Aerial view of the state-of-the-art Renucci Rice Processing Center (left) put up by Patrick Renucci and Rachel Renucci-Tan

ALANGALANG, Leyte- Five years since super typhoon “Yolanda” caused destruction in Leyte, the husband-and-wife team of Patrick Renucci and Rachel Renucci-Tan are finally seeing their dream of a “rice revolution” turn slowly but surely into reality.
Last October, the Renuccis successfully tested and commissioned the silos, wet bins and driers that form part of the state-of-the-art Renucci Rice Processing Center, considered the most technologically advanced center of its kind in the Philippines.
The Renuccis believed that the Philippines can become more than self-sufficient when it comes to rice, the most widely consumed staple in the Philippines, if farmers are given adequate access to high quality inputs such as seeds, fertilizers and basic mechanization.
Renucci-Tan said that the perennial problem of low productivity hounding the country’s rice farmers had little to do with having small parcels of noncontiguous land or inadequate irrigation.
The root of the problem, she said, was the farmers’ lack of easy access to capital to produce adequate farming inputs, including high quality seeds and fertilizers, as well as basic mechanization for them to make the most of their land.
“Their debt trap is also a major culprit as they sell whatever farming inputs they can amass just to be able to pay back their debt to usurious traders who also provide the farming inputs,” she said.
The Renuccis have proven over the past four years of working closely with the farmers that given the right inputs that the farmers can pay through low-interest loans, plus access to basic mechanization to speed up planting and harvesting, farmers can produce at least seven metric tons of rice per hectare, which is comparable to the output in Thailand and Vietnam, two of the world’s leading rice exporters.

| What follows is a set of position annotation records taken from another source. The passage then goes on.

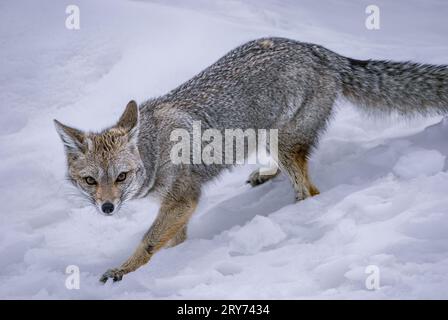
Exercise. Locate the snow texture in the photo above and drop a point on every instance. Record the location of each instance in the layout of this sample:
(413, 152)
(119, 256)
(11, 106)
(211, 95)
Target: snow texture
(383, 181)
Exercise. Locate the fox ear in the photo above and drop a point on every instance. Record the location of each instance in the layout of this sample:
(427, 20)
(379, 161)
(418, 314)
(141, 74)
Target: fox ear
(129, 120)
(73, 139)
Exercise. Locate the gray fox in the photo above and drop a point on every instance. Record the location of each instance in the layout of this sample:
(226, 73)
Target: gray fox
(266, 83)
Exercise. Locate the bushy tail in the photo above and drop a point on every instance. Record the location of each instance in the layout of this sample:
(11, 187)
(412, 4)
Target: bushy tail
(405, 87)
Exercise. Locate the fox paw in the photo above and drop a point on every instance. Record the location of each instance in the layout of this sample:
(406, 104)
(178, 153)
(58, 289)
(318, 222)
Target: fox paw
(115, 274)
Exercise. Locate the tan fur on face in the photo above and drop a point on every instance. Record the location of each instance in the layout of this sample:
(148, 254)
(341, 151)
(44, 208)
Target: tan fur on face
(106, 192)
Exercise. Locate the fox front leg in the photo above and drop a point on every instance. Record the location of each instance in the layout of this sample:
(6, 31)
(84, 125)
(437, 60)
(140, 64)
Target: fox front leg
(173, 216)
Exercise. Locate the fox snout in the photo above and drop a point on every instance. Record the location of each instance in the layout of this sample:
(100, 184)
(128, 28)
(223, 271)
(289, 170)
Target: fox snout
(107, 208)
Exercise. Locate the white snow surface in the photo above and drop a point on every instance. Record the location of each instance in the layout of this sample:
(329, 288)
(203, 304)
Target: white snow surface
(383, 180)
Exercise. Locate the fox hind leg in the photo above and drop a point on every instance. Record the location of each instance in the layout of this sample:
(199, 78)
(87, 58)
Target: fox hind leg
(256, 178)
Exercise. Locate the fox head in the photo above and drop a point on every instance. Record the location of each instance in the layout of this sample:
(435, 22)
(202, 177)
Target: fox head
(106, 167)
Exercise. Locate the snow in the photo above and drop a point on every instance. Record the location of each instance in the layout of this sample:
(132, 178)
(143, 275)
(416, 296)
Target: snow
(420, 162)
(383, 181)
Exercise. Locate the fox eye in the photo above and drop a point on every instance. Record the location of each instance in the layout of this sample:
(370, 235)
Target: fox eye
(90, 181)
(121, 177)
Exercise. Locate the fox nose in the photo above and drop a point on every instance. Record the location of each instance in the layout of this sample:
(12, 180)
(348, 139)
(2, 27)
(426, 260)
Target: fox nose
(107, 207)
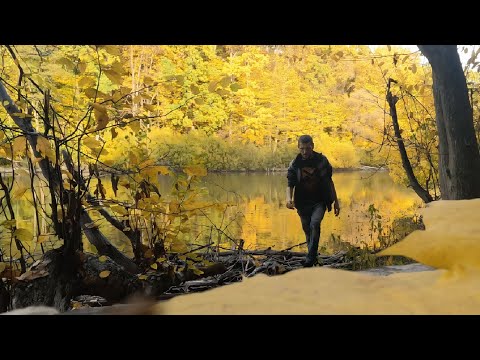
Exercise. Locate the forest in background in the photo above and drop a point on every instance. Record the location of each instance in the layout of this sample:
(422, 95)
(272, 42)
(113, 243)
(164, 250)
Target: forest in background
(235, 107)
(73, 114)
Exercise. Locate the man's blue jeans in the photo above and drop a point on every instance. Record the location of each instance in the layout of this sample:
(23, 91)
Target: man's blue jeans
(311, 217)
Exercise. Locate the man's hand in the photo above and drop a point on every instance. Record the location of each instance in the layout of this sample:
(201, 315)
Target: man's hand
(336, 208)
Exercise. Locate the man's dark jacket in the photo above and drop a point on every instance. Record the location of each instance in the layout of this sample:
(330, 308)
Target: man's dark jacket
(323, 173)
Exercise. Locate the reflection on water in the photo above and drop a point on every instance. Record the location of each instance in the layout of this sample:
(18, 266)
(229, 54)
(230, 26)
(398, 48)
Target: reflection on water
(266, 222)
(261, 218)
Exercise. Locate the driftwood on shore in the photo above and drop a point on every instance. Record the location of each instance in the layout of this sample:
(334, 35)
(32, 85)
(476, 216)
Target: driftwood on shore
(99, 282)
(247, 263)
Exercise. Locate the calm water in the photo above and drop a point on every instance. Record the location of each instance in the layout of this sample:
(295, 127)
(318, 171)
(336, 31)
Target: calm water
(261, 218)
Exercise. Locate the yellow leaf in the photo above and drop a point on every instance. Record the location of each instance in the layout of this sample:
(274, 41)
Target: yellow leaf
(114, 77)
(235, 87)
(133, 158)
(93, 93)
(66, 62)
(9, 223)
(86, 81)
(194, 89)
(135, 126)
(44, 147)
(23, 235)
(82, 67)
(92, 143)
(112, 49)
(212, 86)
(149, 107)
(101, 116)
(22, 182)
(147, 80)
(225, 81)
(42, 238)
(19, 146)
(114, 133)
(119, 209)
(180, 79)
(104, 274)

The full operation of the Renucci Rice Processing Center aims to further increase productivity since the palay will be processed properly and efficiently to maximize rice output.
“For the first time, wet palay is pre-cleaned before drying—removing dirt, stones, grass, pests and other impurities. Clean palay is then electronically weighed as part of the drying system to ensure scientifically precise moisture extraction. Simply drying the palay under the sun keeps moisture and pests trapped in the grains. Dried palay is then stored in chilled, fully aerated and temperature controlled wet bins and silos,” she said.
The entire process from palay intake to drying to storage in silos is managed from a single control room, she said. There are virtually no production errors. Production is optimized and costs are reduced, thus boosting the income of farmers.
The fully automated, digitally controlled driers bring down the moisture content of palay to the desired 14 percent Renucci-Tan added.